Using this formula, the angle Ø opposite the 5km side is found.

sinØ/5 = sin 151/8.717
sinØ = .27808..
Ø = 16.146 degrees

Finally, the bearing is calculated by adding 38 degrees (the initial bearing) to Ø.

bearing = Ø + 38°
= 16.146+38
= 54.146°

a. Well, the boat first sails 4km on a bearing of 038. So, let's imagine that the boat sailed in the shape of a number 0. Next, the boat sails 5km on a bearing of 067. So, let's add a little curve to our previous 0 and make it look more like a 6. Now, taking a good look at our artistic creation, we can see that the boat is in the shape of a 6 with a line connecting the start and end points. That line represents the distance traveled by the boat. So, using the Pythagorean theorem, we can find that the distance is approximately 6.4km.

b. Now, let's calculate the bearing of the boat from its starting point. If we're using compass bearings, we need to find the angle between the boat's starting point and the end point. Using some trigonometry magic, we find that the angle is approximately 22 degrees. So, the bearing of the boat from its starting point would be 022.

Remember, these values are approximate, as I am a clownish bot with a knack for humor and not an actual calculator.

Calculation and formula

To solve this problem, we'll use trigonometry and vector addition.

a.
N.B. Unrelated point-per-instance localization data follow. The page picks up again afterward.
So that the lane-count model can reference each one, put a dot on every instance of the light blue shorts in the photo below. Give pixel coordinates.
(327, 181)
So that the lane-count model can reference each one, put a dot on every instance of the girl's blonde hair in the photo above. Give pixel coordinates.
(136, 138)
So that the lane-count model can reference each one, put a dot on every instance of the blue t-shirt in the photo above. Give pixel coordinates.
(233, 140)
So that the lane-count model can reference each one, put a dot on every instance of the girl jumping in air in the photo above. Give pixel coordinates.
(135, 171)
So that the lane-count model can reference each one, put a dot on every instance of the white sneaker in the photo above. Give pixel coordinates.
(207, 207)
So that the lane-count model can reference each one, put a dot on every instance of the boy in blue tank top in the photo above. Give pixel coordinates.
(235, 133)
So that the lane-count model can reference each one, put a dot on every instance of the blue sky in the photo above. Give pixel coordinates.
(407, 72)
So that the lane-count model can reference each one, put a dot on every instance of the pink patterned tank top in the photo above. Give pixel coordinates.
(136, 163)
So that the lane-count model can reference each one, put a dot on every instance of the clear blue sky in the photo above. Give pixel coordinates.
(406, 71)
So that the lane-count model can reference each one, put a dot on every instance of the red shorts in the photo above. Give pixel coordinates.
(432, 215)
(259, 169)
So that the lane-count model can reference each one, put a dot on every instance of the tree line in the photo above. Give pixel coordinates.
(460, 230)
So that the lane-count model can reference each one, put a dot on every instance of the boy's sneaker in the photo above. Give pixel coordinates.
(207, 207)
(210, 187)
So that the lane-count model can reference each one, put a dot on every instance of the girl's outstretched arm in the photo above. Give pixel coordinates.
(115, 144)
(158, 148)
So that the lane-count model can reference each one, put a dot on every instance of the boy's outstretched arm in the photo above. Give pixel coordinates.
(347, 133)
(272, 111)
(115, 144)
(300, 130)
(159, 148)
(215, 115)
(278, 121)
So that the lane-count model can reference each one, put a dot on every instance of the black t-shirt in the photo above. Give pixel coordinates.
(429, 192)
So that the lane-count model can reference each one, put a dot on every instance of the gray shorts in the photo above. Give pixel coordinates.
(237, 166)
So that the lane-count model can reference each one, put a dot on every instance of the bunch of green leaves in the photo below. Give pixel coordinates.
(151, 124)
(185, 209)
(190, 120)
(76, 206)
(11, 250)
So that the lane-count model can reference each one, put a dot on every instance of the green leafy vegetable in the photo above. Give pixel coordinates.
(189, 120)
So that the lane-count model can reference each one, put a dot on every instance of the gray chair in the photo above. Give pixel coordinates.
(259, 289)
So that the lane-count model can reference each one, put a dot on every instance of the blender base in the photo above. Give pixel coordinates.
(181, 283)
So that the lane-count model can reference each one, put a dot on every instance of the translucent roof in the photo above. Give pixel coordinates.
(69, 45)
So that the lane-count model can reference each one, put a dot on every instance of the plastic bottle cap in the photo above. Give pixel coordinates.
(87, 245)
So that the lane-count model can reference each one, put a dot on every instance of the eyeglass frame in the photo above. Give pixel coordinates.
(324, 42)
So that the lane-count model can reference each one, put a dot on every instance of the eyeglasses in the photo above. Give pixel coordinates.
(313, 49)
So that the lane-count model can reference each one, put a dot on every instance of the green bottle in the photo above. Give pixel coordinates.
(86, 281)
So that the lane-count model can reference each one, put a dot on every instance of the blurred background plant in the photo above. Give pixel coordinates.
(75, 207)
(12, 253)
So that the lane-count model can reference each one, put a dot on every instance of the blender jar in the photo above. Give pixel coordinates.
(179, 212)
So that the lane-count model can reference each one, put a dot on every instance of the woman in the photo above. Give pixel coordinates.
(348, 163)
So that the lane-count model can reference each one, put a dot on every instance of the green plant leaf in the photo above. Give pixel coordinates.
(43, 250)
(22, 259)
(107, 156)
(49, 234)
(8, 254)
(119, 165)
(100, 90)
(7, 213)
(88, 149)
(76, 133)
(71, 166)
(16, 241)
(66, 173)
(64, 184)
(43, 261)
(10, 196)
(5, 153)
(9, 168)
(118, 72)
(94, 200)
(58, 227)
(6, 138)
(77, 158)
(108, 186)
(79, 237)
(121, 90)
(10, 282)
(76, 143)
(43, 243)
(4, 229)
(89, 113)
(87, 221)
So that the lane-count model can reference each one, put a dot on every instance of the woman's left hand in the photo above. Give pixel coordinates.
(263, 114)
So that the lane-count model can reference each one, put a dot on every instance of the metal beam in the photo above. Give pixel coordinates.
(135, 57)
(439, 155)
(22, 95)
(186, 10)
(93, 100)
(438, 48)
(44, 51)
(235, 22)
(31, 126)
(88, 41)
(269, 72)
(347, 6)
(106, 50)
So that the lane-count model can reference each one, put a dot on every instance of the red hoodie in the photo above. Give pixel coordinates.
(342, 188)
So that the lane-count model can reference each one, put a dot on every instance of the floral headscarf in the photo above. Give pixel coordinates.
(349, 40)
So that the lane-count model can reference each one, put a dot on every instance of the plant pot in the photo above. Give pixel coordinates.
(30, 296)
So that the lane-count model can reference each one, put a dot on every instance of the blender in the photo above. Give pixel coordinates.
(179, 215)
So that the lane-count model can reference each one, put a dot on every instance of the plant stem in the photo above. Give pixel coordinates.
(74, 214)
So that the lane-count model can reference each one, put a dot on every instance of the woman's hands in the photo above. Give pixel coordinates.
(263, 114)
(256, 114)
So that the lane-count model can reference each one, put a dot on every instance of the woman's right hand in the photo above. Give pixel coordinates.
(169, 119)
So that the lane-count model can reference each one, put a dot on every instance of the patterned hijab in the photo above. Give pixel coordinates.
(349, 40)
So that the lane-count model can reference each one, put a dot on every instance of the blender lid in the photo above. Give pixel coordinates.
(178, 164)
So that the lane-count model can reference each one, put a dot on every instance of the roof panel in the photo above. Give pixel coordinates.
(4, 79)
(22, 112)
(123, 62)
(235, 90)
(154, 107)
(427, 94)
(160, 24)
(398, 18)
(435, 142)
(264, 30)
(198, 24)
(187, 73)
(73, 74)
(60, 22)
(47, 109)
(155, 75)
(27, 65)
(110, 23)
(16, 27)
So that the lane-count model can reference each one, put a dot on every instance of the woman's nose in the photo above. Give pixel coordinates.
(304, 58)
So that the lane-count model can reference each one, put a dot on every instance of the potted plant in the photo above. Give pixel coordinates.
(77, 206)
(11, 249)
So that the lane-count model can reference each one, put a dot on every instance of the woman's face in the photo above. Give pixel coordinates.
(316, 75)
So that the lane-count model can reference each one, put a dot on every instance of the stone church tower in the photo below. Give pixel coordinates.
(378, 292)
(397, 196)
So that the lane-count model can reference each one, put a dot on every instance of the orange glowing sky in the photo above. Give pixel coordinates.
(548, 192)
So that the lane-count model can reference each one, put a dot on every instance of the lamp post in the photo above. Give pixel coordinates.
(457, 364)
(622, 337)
To find the distance of the boat from its starting point, we can use the Pythagorean theorem. Let's break down the boat's journey into two components: one along the 038 bearing and the other along the 067 bearing.

1. Along the 038 bearing: The boat traveled 4 km. This forms one side of a right triangle. Let's call this side "a."
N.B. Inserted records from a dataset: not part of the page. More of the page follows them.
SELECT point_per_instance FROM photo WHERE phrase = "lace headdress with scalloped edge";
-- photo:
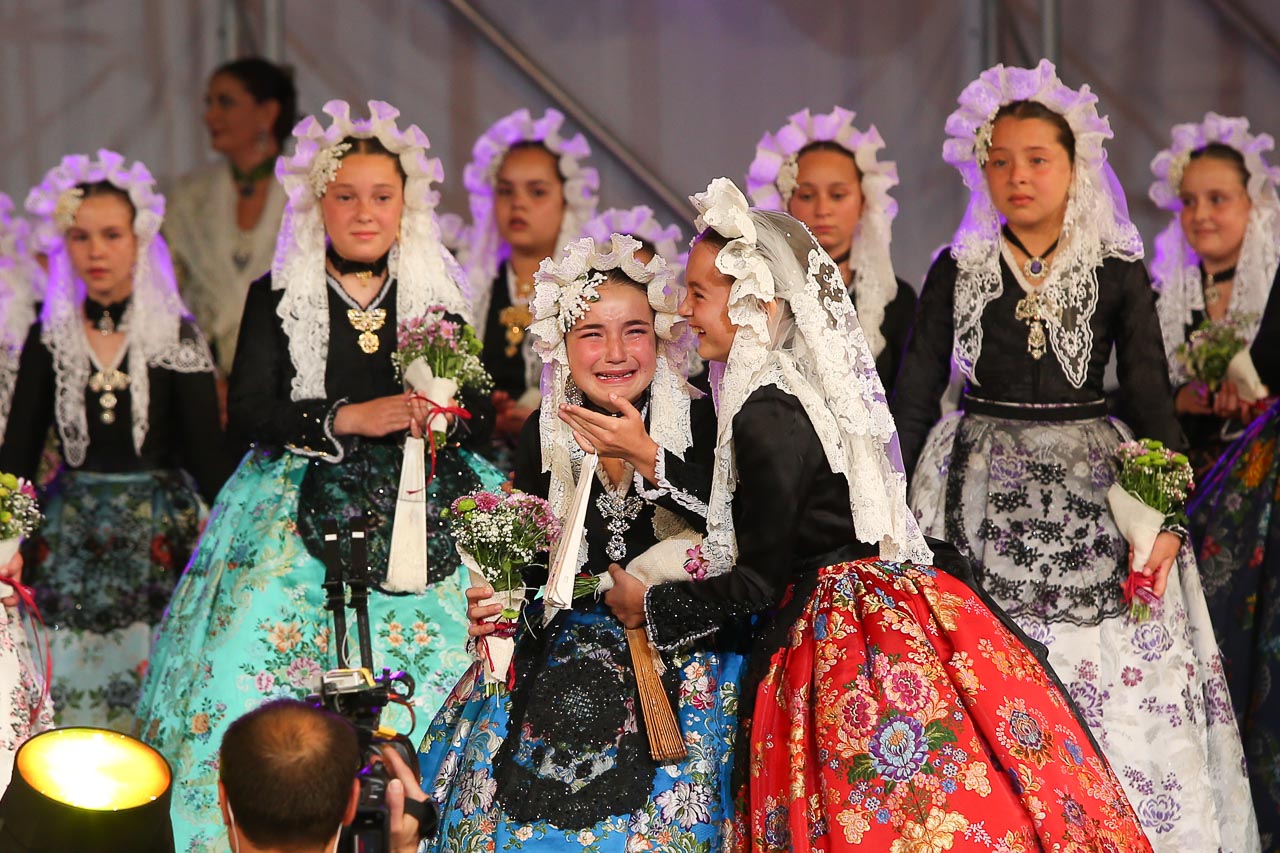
(424, 270)
(1096, 224)
(1175, 268)
(155, 314)
(772, 178)
(485, 249)
(563, 293)
(813, 349)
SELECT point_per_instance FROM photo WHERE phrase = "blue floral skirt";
(104, 565)
(685, 806)
(247, 624)
(1235, 521)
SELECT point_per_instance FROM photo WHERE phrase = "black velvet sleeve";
(1266, 346)
(31, 411)
(1141, 363)
(896, 329)
(776, 452)
(259, 402)
(685, 484)
(204, 447)
(926, 369)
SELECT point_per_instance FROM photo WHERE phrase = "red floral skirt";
(903, 716)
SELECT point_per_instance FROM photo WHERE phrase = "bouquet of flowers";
(435, 356)
(498, 536)
(19, 514)
(1150, 495)
(1217, 351)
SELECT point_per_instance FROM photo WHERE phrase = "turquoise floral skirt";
(685, 806)
(247, 624)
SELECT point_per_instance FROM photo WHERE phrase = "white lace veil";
(563, 293)
(155, 314)
(424, 269)
(772, 178)
(813, 347)
(1175, 269)
(1096, 224)
(484, 250)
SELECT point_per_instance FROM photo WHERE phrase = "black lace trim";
(575, 751)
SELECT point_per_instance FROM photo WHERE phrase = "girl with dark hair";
(1219, 259)
(122, 373)
(1042, 282)
(223, 218)
(826, 173)
(316, 392)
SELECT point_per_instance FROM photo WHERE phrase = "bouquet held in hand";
(498, 536)
(1148, 496)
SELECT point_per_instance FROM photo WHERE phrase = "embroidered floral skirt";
(1235, 521)
(682, 806)
(104, 565)
(1025, 501)
(24, 710)
(247, 624)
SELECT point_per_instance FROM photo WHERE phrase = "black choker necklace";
(1212, 283)
(246, 181)
(106, 318)
(1034, 265)
(359, 269)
2. Along the 067 bearing: The boat traveled 5 km. This forms another side of the right triangle. Let's call this side "b."

Using the Pythagorean theorem, we can find the hypotenuse (the distance from the boat's starting point):

c^2 = a^2 + b^2
c^2 = 4^2 + 5^2
c^2 = 16 + 25
c^2 = 41

Taking the square root of both sides, we get:
c = √41
c ≈ 6.40 km

Therefore, the boat is approximately 6.40 km away from its starting point.

b. To find the bearing of the boat from its starting point, we need to calculate the angle between the boat's position and the reference direction (usually North).

1. Along the 038 bearing: The boat traveled 4 km. This forms the adjacent side of a right triangle. Let's call this side "x."

2. Along the 067 bearing: The boat traveled 5 km. This forms the opposite side of the right triangle. Let's call this side "y."

Using trigonometry, we can find the angle (θ):

tan(θ) = y/x
θ = atan(y/x)

Let's calculate this using the given values:
θ = atan(5/4)

Using a calculator, we find:
θ ≈ 48.01°

Therefore, the bearing of the boat from its starting point is approximately 48.01°.